Letter to the Editor

April 11, 2018
Fort Myers Beach Bulletin, Fort Myers Beach Observer

Council should be concerned for a lawsuit

To the Editor:

The debate over the TPI-FMB development project has deteriorated into a game of "dueling spin campaigns," with both sides taking out full-page ads in the local press. The primary beneficiaries are the local press, since most minds are probably made up by now.

Since the LPA recommended approval a few weeks ago, more "stuff" has emanated from both sides. A few points deserve to be made.

The loudest opposition to the project is from a group calling itself the "Voice of Fort Myers Beach." For all their self-righteous, idealistic rhetoric about their "vision" for the good of the town and the need for strict adherence to the Comprehensive Plan and Land Development Code, the one thing they neglect to point out is that the group is made up and funded primarily by the hotel owners for whom the project potentially represents very serious competition. A bit of a conflict, perhaps?

A seven-page manifesto titled "Citizen's Community Staff Report" is being circulated on social media which details all the same opposition as Voice and offers what it calls "reasonable" alternatives. The version I saw offered no attribution as to the source of the document. What group does it represent? Who wrote it? If the author of the piece doesn't have the coglioni to sign his/her name to it, it's worthless.

Months ago, the town hired Bill Spikowski, the planning expert who knows our Comp Plan and LDC better than anybody around since he was one of its principal authors, to study the feasibility of the TPI proposal. The reason given was that the time needed to study it would create a burden on the in-house community development staff. When it became known that Spikowski's report was going to say that the proposal was within the boundaries of the plan and could be done, a new outside contractor, Jason Green, suddenly appeared who issued a conflicting report. (Under the latest town manager, we no longer have an in-house staff.) I'd really like to know where the direction for this action came from. It sounds to me as if someone told him, "Go back and study this and come back with a report that says they can't do it." His first report (there has been yet another negative one) suggested that Spikowski had underestimated the parking need by more than six-hundred spaces. When it came out that Green had calculated it by saying that if a family stayed at the resort, that was one parking space; if they went to a restaurant, that was another one; it they went shopping, that was a third all for the same car. I don't care what recognized planning formula was used, that's the dirtiest kind of math anywhere. At that point, there was no longer a reason to believe anything Green said.
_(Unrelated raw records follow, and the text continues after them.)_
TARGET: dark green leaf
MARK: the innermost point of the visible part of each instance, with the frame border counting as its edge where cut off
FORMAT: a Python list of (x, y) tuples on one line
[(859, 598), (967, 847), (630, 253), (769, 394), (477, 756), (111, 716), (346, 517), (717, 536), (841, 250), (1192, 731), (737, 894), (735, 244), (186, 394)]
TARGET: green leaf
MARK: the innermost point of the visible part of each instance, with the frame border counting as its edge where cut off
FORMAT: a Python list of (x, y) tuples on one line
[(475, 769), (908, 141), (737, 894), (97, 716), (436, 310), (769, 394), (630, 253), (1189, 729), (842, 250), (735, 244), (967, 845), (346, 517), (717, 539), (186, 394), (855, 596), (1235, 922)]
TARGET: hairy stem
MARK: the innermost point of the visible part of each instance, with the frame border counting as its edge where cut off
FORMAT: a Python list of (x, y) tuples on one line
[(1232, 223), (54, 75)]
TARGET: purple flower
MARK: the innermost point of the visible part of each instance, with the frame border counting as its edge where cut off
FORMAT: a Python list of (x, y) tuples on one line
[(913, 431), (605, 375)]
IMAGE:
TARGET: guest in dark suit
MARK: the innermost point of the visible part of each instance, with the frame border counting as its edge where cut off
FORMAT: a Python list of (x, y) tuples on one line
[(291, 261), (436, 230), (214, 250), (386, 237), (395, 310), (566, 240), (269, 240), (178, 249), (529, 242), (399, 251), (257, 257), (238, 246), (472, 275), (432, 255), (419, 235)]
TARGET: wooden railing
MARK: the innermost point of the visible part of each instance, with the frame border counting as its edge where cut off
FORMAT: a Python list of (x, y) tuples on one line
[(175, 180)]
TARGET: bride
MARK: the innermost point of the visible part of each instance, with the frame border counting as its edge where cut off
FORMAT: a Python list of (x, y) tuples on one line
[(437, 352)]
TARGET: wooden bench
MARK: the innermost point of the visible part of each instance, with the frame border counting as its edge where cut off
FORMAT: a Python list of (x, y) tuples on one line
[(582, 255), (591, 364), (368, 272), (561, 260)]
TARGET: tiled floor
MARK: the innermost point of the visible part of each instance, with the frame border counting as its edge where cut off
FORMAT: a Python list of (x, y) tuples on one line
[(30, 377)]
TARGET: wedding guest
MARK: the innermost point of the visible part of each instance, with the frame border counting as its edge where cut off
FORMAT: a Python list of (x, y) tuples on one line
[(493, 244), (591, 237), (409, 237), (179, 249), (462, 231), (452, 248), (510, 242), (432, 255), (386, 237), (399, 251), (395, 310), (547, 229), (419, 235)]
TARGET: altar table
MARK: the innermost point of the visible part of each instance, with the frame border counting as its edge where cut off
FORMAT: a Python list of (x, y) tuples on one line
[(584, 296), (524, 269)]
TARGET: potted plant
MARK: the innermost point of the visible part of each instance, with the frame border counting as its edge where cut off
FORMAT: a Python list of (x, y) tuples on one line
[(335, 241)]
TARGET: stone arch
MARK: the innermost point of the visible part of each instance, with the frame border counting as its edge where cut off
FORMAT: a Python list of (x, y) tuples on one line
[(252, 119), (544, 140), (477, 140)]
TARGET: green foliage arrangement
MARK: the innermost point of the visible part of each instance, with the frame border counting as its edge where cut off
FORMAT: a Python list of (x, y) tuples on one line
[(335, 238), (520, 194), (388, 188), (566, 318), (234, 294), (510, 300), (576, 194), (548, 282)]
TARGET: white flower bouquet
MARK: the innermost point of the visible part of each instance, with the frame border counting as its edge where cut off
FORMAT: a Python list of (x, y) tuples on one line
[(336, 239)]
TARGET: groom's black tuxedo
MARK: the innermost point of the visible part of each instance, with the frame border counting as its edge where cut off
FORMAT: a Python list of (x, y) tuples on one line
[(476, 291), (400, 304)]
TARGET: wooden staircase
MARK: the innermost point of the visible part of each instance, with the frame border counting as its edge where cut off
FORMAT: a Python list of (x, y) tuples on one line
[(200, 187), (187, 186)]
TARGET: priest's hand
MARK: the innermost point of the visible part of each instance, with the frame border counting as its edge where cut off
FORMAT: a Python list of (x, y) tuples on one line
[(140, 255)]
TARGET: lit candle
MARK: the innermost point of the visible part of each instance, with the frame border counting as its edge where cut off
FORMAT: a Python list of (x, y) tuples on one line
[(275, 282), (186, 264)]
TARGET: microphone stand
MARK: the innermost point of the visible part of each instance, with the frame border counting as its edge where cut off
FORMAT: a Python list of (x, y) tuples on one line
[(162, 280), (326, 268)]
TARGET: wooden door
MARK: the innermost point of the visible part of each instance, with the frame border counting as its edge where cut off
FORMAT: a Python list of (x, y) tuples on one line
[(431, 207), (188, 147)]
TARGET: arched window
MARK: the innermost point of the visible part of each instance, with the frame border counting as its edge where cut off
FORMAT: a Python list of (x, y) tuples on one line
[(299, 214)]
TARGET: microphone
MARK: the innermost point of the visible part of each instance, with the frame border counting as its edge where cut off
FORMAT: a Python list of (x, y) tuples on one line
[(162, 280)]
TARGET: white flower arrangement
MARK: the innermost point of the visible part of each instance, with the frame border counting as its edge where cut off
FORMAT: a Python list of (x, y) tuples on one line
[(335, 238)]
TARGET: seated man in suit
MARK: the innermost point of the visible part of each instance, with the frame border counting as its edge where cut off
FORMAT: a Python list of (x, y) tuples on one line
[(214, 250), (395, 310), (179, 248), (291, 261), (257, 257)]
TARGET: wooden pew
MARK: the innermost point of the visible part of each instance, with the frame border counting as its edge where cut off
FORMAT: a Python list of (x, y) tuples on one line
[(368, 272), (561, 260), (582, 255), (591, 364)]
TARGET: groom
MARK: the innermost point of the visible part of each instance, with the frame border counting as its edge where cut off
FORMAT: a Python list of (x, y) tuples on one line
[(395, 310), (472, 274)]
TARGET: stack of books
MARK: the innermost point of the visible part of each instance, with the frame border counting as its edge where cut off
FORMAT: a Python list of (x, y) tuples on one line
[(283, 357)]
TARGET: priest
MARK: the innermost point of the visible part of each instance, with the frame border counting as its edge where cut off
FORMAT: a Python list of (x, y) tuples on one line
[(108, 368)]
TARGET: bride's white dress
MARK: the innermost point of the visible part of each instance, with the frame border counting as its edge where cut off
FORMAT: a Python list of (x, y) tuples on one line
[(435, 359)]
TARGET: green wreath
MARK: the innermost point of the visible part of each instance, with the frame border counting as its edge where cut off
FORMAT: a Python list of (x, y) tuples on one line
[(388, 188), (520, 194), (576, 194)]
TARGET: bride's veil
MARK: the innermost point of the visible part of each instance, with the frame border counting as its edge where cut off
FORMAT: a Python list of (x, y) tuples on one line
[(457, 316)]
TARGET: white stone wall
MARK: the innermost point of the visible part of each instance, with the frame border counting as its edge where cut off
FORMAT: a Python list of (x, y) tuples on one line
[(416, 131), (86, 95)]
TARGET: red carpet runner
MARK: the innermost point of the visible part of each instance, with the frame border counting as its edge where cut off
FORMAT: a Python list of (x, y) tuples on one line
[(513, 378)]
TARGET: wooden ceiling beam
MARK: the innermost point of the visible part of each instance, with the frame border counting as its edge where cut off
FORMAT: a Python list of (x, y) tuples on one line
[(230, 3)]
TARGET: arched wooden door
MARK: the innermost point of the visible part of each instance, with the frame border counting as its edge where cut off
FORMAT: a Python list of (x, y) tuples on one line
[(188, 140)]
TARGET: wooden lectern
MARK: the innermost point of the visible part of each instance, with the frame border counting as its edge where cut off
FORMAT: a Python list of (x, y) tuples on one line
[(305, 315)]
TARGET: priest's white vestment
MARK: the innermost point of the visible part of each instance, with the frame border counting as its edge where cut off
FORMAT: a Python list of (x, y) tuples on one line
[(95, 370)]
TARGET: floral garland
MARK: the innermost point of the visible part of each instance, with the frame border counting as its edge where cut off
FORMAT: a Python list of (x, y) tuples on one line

The bulk of the opposition deals with density the number of rooms the hotel should be permitted to have. Every opponent has spoken about the danger of "setting a precedent" that would allow other developers to come back and sue the town if they weren't granted the same deviations for a future project. Meanwhile, TPI has published a couple of graphs showing that, in the past, several other hotels in fact most of the same ones that are the loudest opposition have been granted deviations, both before and since incorporation, that far exceed those being requested by TPI. TPI's claim is that the "precedent" has already been set. My take on that is that the Council should be much more concerned about being sued by TPI right now than any worry about a hypothetical case that might arise in the future. To his credit, Tom Torgerson, TPI's CEO, has made it very clear that he doesn't want to go there. Let's hope he isn't forced into it.